A fresh take is apparent from the surgical elimination of the spooky throat-clearing scene on the battlements of Castle Elsinore. In its place, a silent prologue spotlights the grief-stricken Hamlet (Leo Marks) kneeling before a towering cross at his father's funeral. Cutting to the unseemly revelry, two months later, at the marriage of Hamlet's mother, Gertrude (Lee Ann Manley), to his uncle Claudius (Paul Sulzman) neatly telescopes the two seismic events that threaten his sanity.
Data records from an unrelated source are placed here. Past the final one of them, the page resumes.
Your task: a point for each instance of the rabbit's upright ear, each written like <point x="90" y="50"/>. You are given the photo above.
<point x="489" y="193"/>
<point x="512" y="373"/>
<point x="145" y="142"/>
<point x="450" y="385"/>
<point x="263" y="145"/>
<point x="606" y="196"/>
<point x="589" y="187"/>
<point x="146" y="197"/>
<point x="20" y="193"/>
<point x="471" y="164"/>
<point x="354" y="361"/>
No feigned madness for this melancholy Prince--a noble mind is here o'erthrown in Marks' edgy portrayals. The depths of his harrowing descent and hard-fought return are eloquently reflected in the heartfelt apology for his mental lapse that he offers to his mortal enemy Laertes (Brendan Bradley). Insight and feeling are hallmarks of the production's accessible, rapid-fire line readings, which are refreshingly free of mannered thespianship (one of the few dramatic pauses is amusingly placed after Polonius' promise "I will be brief").
Teeming with vitality and intensity, Kubzansky's in-your-face staging bursts from both ends of the reconfigured 80-seat venue through a central runway flanked by the two audience rows. The solid ensemble performances is heightened by Randall Tico's atmospheric sound design.